Scrape UK Property Prices from Rightmove (Sold Prices Dataset Builder)

Rightmove is one of the richest public sources of UK property market signals.

If you’re building:

  • a pricing model (hedonics / comparables)
  • an investor dashboard
  • a “sold near me” alerting system
  • a valuation data product

…you usually need sold price records as a clean dataset.

In this guide we’ll build a repeatable scraper that:

  • crawls Rightmove Sold Prices search results (pagination)
  • extracts listing cards into a normalized schema
  • follows each listing to extract details (address, sold price, date, property type, etc.)
  • exports CSV + JSONL so you can load into Postgres/BigQuery
  • includes a screenshot of the target site for documentation

Note: Websites change. The selectors below match the “Sold Prices” result pages at the time of writing. If Rightmove changes markup, re-run the “Inspect the HTML” step and update the selectors.

Rightmove Sold Prices results page (we’ll scrape listing cards + pagination)

Make your Rightmove crawler resilient with ProxiesAPI

Rightmove can be temperamental at scale (rate limits, blocks, intermittent 403s). ProxiesAPI gives you a stable proxy + retry layer so your dataset jobs finish reliably.

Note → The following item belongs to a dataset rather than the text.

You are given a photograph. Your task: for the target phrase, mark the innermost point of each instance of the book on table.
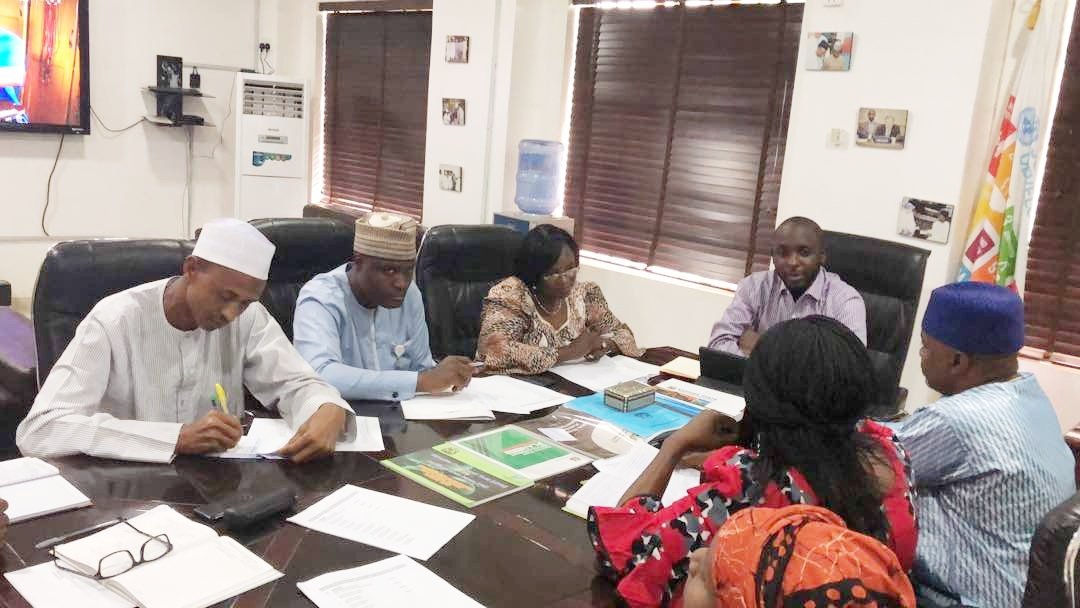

What we’re scraping (page types)

Rightmove Sold Prices typically has:

  1. Search results pages (many listings)
  • contain listing cards (price, address, basic attributes)
  • have pagination / “next” controls
  1. Listing detail pages
  • contain richer attributes (sold date, tenure, property type, sometimes coordinates)

Our crawler will follow the classic pattern:

  1. Fetch results page 1
  2. Parse listing URLs + basic attributes
  3. For each listing URL, fetch details and enrich
  4. Move to next results page

Setup (Python)

python -m venv .venv
source .venv/bin/activate
pip install requests beautifulsoup4 lxml tenacity pandas

We’ll use:

  • requests for HTTP
  • BeautifulSoup(lxml) for robust HTML parsing
  • tenacity for retries with backoff
  • pandas for easy CSV export

A reliable fetch layer (timeouts + headers + retries)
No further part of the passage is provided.